といっても本作も完全な史実ではなく、所々「脚色」されいる箇所はあるようです。


中世イギリスを舞台にした英雄譚


この時代のイギリスを題材にした作品は国内ではあまり馴染みがないかもしれません。ロードオブザリングやハリーポッターなどイギリス発のファンタジーは有名なのですが…


日本の漫画だとヴァイキングの時代を描いた「ヴィンランド・サガ」などがまさにこの頃のイギリス。イングランドから独立しようとするスコットランドの英雄、ウィリアム・ウォレスを主人公にした物語。

実際に緑溢れるイングランドやスコットランドの情景描写、小物1つ1つのディティールに到るまでかなりの拘りを感じられる作りになっています。


真に迫った合戦シーンと大河ドラマを思わせる壮大な展開


父親と嫁の仇敵となったイングランドへのに憎しみを募らせる展開…そして、各地を転戦し徐々に仲間を増やしていく過程。貴族の内乱による主人公の暗転。中世を描いた日本の大河ドラマから、中国の史劇…果てはベルセルクのようなダークファンタジーまで、主人公たちが軍隊として上り詰め、宮廷の陰謀によって暗転する流れはある意味大河ドラマの王道と言えるかもしれません。

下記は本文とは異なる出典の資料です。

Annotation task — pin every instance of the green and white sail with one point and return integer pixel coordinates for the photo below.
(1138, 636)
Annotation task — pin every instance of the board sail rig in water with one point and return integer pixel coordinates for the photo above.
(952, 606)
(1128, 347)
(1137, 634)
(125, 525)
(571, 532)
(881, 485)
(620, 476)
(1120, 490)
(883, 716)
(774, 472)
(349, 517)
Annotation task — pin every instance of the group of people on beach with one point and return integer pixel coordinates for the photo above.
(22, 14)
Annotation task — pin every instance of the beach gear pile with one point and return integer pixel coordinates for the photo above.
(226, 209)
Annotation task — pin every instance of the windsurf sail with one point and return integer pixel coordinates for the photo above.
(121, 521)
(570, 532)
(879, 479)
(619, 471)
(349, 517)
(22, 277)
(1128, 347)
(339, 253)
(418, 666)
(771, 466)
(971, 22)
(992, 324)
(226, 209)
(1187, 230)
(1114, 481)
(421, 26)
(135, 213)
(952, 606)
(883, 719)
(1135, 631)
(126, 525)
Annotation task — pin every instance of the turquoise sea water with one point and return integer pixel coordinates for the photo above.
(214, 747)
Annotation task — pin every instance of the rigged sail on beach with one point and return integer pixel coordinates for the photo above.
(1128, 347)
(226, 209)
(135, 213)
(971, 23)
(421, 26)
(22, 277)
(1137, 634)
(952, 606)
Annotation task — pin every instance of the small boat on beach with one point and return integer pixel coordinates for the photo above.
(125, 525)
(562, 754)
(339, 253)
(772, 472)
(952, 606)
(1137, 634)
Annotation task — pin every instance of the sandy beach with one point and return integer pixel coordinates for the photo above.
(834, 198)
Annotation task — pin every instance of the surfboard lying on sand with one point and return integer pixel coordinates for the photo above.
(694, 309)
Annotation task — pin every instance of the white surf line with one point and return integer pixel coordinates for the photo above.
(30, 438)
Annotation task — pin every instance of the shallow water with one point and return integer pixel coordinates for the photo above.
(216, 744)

本作が凄いのは、そのような大河ドラマ的展開を実に手際よく見せている手法。主人公がいかにして剣を取るに至るのか、各地で奮闘し仲間を増やしていくのか事態が暗転する終盤にかけても、1つ1つのシーンが印象的で真に迫るものになっているのです。


そして極めつけが弓矢と馬が入り乱れるエキストラ大量動員の歴史的な合戦シーン。慢心するイングランド側とそれを追いやるスコットランド側の起点や思いがけぬ逆転劇、戦いの前のウォレスの演説まで全ての流れが実に絶妙にはまっているのです。


最近の大河ドラマなどはこういう合戦シーンを割と手短に端折ってしまうのが残念なのですがここまで気合の入った合戦シーンは他の映画でも滅多に見られないレベルです。必見。